Studies of Fortune 500 CEO’s found that the top executives relied upon quiet time, moments of prolonged inner reflection, to help them make better decisions. The inner connection allowed them greater access to intuitive problem solving which resulted in clearer thinking and more effective decision making.

What is intuition?

Intuition is a way of using the brain’s power without the constraints of logical thinking. We gather information from a wide range of sources and often get what is called a ‘gut feeling’ but all too often dismiss this because there is no logical explanation.

We are sometimes talked out of using our intuition and into logical decision making because we  can’t explain why some things just ‘feel right’ and yet when we look back these feelings are often proved to be right.

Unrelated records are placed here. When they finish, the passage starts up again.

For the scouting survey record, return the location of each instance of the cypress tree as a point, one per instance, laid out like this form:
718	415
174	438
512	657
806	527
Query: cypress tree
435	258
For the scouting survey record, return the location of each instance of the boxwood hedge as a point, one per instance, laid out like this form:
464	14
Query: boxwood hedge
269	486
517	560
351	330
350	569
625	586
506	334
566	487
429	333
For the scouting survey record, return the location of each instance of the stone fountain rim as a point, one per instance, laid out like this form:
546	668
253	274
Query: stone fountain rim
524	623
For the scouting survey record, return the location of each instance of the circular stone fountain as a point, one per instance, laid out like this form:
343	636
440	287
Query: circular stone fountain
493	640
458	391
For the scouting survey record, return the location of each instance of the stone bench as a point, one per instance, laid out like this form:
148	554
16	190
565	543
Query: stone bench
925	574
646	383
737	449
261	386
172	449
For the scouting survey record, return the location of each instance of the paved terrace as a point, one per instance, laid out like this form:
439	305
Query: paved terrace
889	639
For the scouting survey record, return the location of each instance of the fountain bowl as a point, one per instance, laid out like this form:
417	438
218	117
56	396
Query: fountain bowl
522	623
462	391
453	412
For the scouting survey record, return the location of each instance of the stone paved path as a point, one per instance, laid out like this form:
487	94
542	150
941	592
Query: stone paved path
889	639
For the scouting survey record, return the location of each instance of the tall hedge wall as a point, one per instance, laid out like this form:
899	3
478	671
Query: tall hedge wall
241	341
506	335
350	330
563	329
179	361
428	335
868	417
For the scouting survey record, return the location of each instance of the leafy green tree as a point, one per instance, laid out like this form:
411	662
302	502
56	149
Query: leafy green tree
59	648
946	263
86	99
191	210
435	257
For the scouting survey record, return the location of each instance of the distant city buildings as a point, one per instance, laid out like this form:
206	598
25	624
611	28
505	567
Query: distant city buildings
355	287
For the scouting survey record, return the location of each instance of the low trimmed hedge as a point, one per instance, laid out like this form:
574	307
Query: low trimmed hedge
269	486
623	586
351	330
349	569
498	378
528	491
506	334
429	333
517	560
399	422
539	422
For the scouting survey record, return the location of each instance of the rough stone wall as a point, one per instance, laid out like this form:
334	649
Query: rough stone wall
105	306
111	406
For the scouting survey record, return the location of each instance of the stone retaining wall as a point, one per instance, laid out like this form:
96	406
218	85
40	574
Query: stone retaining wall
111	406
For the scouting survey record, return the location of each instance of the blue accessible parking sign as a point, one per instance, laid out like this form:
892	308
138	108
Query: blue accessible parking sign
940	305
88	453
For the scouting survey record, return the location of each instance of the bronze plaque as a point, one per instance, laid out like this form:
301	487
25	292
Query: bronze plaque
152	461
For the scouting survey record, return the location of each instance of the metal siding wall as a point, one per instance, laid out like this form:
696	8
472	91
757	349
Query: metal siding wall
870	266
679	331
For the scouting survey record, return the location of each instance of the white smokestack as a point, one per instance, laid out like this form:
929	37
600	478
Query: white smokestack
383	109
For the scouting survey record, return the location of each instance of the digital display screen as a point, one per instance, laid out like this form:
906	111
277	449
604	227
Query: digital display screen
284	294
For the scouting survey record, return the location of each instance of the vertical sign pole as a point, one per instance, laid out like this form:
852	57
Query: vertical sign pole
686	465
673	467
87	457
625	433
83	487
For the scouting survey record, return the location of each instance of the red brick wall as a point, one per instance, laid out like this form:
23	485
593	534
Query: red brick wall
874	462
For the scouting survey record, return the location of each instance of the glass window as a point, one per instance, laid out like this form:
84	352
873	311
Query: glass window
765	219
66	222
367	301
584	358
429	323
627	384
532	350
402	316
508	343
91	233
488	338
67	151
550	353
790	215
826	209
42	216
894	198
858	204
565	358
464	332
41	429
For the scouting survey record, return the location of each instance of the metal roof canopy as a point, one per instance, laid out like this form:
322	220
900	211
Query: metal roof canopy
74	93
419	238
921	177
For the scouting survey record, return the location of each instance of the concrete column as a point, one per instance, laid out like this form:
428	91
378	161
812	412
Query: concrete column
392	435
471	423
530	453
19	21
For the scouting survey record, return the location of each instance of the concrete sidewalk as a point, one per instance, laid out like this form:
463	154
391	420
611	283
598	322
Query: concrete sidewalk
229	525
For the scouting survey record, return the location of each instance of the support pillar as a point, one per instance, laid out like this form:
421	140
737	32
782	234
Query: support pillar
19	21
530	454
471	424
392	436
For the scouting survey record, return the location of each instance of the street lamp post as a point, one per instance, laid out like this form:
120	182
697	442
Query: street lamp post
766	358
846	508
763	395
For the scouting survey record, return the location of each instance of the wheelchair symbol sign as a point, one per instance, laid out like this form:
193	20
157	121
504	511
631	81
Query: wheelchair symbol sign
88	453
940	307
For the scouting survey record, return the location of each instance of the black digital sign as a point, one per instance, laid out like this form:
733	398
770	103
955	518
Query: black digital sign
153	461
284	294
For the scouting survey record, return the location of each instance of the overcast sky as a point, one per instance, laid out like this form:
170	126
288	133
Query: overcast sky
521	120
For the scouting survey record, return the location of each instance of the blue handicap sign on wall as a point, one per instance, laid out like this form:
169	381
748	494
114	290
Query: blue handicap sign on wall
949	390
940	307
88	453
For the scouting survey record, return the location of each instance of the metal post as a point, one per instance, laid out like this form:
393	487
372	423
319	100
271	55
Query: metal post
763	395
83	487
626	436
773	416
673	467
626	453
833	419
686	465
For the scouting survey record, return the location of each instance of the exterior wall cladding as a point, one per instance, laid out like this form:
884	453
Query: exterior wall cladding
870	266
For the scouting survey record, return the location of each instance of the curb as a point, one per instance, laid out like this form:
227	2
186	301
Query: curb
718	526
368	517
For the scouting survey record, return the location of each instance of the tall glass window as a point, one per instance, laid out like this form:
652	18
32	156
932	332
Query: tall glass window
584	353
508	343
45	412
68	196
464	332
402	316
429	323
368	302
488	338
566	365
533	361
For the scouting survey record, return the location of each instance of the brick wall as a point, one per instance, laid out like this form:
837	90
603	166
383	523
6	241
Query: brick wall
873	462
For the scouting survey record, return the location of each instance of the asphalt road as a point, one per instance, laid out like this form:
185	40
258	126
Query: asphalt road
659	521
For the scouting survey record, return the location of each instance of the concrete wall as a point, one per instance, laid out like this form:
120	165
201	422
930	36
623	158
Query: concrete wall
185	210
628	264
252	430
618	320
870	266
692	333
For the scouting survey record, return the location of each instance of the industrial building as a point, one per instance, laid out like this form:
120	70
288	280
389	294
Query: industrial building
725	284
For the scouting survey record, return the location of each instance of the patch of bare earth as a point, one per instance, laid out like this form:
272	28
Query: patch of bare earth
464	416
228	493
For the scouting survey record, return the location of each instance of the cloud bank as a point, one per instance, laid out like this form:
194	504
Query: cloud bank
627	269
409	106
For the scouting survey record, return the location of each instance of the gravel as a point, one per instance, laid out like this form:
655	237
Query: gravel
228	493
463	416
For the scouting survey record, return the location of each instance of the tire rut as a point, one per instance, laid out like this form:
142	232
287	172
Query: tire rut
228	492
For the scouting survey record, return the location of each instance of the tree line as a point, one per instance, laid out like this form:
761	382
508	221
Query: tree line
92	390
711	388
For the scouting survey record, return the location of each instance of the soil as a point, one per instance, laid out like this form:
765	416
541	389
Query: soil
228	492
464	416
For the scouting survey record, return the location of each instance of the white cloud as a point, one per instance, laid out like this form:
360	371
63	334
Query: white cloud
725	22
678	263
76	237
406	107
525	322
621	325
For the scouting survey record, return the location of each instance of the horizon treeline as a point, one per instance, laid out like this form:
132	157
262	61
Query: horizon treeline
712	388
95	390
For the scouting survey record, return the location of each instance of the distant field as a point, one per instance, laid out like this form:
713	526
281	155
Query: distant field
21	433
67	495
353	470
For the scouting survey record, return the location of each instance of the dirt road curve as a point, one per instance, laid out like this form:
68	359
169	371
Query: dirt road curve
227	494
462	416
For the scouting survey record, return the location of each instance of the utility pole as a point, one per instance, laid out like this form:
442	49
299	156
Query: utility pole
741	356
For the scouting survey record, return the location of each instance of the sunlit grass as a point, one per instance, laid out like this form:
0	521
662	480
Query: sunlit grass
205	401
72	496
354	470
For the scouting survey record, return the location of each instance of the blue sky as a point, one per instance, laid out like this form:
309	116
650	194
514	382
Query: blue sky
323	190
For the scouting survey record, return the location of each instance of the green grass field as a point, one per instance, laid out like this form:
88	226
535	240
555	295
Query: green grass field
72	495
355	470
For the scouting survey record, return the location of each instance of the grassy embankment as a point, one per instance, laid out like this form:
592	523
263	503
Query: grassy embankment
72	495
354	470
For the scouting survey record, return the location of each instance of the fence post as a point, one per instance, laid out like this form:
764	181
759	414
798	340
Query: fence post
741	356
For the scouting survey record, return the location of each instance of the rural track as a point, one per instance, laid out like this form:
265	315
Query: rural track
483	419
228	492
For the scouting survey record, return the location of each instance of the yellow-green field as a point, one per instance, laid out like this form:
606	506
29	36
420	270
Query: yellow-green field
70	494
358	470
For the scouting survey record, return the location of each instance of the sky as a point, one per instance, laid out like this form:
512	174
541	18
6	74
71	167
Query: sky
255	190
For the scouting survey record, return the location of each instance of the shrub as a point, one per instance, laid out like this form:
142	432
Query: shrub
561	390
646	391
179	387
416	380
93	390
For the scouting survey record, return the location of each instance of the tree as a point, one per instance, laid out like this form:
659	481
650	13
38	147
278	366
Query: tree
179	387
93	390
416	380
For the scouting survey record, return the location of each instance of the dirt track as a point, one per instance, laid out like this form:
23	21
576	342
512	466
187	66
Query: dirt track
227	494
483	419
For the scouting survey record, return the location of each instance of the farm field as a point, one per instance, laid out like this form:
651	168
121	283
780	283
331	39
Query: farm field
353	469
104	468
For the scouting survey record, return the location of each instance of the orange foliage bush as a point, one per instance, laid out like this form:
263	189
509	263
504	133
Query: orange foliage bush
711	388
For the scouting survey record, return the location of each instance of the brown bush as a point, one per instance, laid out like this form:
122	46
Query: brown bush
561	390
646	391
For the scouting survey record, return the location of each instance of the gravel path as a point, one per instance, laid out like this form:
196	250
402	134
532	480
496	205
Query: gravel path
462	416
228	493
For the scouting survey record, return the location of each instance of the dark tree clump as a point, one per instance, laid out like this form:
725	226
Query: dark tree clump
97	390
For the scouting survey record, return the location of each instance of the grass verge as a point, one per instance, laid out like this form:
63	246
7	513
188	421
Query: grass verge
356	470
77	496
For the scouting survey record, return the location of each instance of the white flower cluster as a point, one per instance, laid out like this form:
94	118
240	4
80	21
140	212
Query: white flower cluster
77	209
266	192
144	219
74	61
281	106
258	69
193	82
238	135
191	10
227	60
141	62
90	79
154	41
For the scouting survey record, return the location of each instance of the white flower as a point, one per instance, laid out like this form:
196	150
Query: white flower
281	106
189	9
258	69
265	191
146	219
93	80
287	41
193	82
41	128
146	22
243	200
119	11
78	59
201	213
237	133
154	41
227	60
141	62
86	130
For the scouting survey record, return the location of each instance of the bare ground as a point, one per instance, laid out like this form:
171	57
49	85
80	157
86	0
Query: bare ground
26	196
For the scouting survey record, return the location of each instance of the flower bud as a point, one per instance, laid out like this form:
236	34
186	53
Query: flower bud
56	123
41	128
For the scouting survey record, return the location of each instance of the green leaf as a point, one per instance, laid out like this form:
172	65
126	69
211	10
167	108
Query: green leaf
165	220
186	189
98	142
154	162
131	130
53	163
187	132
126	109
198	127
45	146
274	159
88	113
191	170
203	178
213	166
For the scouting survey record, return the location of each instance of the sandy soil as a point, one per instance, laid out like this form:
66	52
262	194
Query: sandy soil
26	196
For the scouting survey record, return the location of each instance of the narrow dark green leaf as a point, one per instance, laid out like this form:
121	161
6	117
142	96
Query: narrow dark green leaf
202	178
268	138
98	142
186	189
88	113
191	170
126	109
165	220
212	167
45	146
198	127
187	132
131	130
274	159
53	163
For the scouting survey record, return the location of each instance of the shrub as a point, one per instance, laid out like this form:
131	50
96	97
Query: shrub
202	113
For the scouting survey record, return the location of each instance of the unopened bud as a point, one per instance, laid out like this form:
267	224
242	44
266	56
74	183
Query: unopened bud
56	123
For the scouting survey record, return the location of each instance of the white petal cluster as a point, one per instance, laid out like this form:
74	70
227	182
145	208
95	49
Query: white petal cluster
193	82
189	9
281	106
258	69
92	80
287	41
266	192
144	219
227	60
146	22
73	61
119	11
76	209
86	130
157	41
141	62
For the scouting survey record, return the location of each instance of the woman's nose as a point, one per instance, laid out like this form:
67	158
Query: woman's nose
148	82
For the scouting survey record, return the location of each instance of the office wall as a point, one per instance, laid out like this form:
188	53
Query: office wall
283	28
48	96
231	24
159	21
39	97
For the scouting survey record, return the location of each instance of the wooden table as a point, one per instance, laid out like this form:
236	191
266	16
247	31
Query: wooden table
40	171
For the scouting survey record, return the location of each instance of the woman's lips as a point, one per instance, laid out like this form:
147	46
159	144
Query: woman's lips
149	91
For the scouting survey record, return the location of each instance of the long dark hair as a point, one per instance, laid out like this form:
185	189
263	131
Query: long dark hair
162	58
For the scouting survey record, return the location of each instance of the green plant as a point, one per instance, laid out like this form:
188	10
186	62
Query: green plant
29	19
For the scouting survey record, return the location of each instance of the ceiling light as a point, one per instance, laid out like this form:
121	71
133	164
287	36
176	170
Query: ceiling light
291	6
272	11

In our MasterMind groups I see lots of creativity that is born out of intuition. People come up with great business ideas all the time but what creates real success is the trust in their ideas and the drive to follow them through and bring them to fruition. It is often too easy and too tempting to stick with what we know rather than put a lot of effort into developing something new.

When intuition works:

Here are some examples:

Ray Croc bought the McDonalds franchise in the initial stages of its development for what was an exorbitant price. He couldn’t afford it but said ‘My funny-bone instinct kept urging me on buying franchises.’

Conrad Hilton was bidding on the world’s largest hotel and the amount that apparently popped into his head was only 200 dollars higher than the next bid. He described problem solving as ‘I keep listening in a sort of inside silence until something clicks and I feel a right answer.’

Paul Fireman began the manufacture of Reebok shoes when the aerobic exercise boom was non-existent, using an innovative and extremely risky shoemaking technique.

When Jim Adamson was employed by Gap he discovered on a trip to the Far East what would be the first jeans to be imported into America. He purchased far more than was forecast to sell and the product still sold out in only a month. Asked why he didn’t purchase more he said, ‘I just didn’t know how good my intuition was.’

And that’s a lesson for all of us!

If you’d like to talk about what your intuition is telling you and how to take action, make changes and grow your business, get in touch

5 replies
  1. Owen
    Owen says:

    While I agree completely that intuition is an important trait, I wonder whether you are you not in fact being a bit disingenuous with your “When intuition works” section. Why were these examples not mere luck, what is the proportion of good decision making based on intuition vs bad, how many failures have arisen from intuitive decision making?

  2. Ann
    Ann says:

    Owen, you’re absolutely right and I thought the same things as I was researching this article. The people who have learned to trust their intuition have done so because they have many examples of where it has worked and only the most obvious ones are listed here. I don’t think anyone has any empirical evidence that intuition works or doesn’t work but there are lots of examples of people ignoring a ‘gut feeling’ and later wishing they had taken notice of it.

  3. Duncan Hannay-Robertson
    Duncan Hannay-Robertson says:

    The discussions I had was that we didn’t come to any conclusion and its still left up in the air whether intuition really is experience. That’s probably why the dictionary definition was completely different to the audiences definition. Ray Kroc was 52 when he bought Macdonalds. The stimulating debate continues. Another energising evening.

  4. aydinstone
    aydinstone says:

    A neat and succinct article. I see no reason to criticise any part if it.

    Some commentators seem to think intuition is some weird pseudoscience or bunkum like the law of attraction; it isn’t. It’s how we make decisions 99% of the time, unconsciously or with limited consciousness: should I turn left or right, have tea now or later. Conscious decision making is quite rare and is noticeable for its trademark indecision: if we exclude subconscious feelings from the process and use only scant logical facts, it’s often too hard to decide.

    What Ann is proposing here is not whether intuition is real or whether it should be used, but debating it’s use for business decisions. The questions then becomes: when making a big business decision, should we base that that decision on our feelings about the options?

    Only a robot, a Vulcan or a moron would say no.

  5. AnnHawkins
    AnnHawkins says:

    Thanks @AydInstone – I often get phone calls from people who are trying to make decisions about a business issue and its usually along the lines of “This looks like a great opportunity but it doesn’t feel right”. I inevitable tell them to go with their gut instinct.